Look how great the gospel is.
But it isn’t simply because self-sacrifice is inherently worthy. It is all for the Goal:
For the Gospel:
For the Gospel:
That is, in particular: “that some may be saved.”
And when they are saved, Paul gets to “share with them in its blessings.”
Paul is eager, even desparate. He is like a man addicted. He has a fever… and the only cure… is more gospel! More people calling on the name of Jesus. More sinners getting rescued. More lost being found.
I think he gets twitchy if he hasn’t seen someone get baptized recently. That eagerness. That expectation!!!
Paul says “I’ll do anything to see that happen again!” I’ll give up my preferences, and conveniences, and rights, and privileges, and liberties and freedom… just in the hopes that “some may be saved.”
Am I willing to rearrange my life in order to save some?
Let’s define “some”.
Maybe if it’s like 1000s?
How about 100s?
2? 3 people? How much would I rearrange, reorder my life in order to save 2 or 3 people.
What am I willing to sacrifice?
My Christian freedom?
My worship preferences?
My relationships?
My finances?
My identity?
The answer, in general, is “no.”
I prioritize my relationships… and then I try to work in “gospel focus” in and around my new relational commitments. Husband first. Dad first. Work first. Then priority hobbies. Then I’ll sneak my “gospel duty” in around the edges.
How radically broken are my priorities!!!?
I can say “good for you, Paul.”
But I hear Paul challenging me to “follow him as he follows Christ.” “Be imitators of me” he says. He is challenging the people of Corinth to love that big. To prioritize the gospel that radically. To give all, to run as athletes, discipling the body, the self, the appetites the everything towards winning the prize.
I can feel guilty. I can feel like a terrible Christian.

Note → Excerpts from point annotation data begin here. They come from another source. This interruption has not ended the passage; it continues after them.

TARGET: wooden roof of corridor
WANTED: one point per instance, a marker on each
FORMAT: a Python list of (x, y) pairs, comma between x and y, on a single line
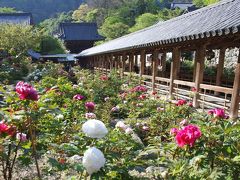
[(219, 19)]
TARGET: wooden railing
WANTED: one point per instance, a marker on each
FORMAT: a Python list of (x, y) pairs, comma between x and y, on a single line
[(182, 89)]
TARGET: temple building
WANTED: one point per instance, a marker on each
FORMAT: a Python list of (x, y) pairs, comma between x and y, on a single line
[(79, 36)]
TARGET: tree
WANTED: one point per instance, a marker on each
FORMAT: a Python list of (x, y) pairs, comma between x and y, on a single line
[(143, 21), (113, 27), (51, 45), (51, 26), (17, 39), (81, 13)]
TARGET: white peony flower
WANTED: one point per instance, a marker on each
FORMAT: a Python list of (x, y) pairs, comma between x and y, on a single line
[(121, 125), (93, 160), (129, 130), (94, 128)]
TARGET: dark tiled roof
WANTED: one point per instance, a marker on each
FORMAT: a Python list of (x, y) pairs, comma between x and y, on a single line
[(215, 20), (79, 31), (16, 18)]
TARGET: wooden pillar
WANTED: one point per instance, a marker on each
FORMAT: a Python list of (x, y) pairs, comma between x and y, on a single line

But I think we need to ask ourselves why we don’t do that.
What if this were us?
22 To the weak I became weak, that I might win the weak. I have become all things to all people, that by all means I might save some.
We aren’t “addicted” to leading people to Jesus… because that isn’t something we experience that often. Maybe we have a story from back in high school… or college. People who lead people to Jesus regularly get addicted to it.
I want that in me. I’ll be honest, I don’t feel it yet. And I haven’t yet restructured and reoriented my life to this degree.
And church, let’s be honest, we haven’t yet structured and restructured our church this way. We have begun… but we aren’t there yet.
What is your level of expectation of seeing someone come to saving faith in Jesus this morning?
Low.
How motivated are you to do something about that?
If your answer is “I’ll do anything” Let’s talk.
If your answer is “not much”… I hear you. I understand. I think you and I are missing out on the very best life. On the most abundant, on the most rewarding.
Jesus paints a picture of the party in heaven, the celebration when one sinner repents and is saved. They get it.
May God give us a taste, remind us of the power, the beauty of his gospel to rescue and redeem even the most broken, the most sinful, the most lost.
And then, may we never be satisfied with “status quo” again. May we, church, be willing to put everything on the line.
Just to save “some.”
That’s the very heart of God. That is the love of Christ. That is what He did for me. What He did for you.
That’s the race we are running. Let’s run to the finish!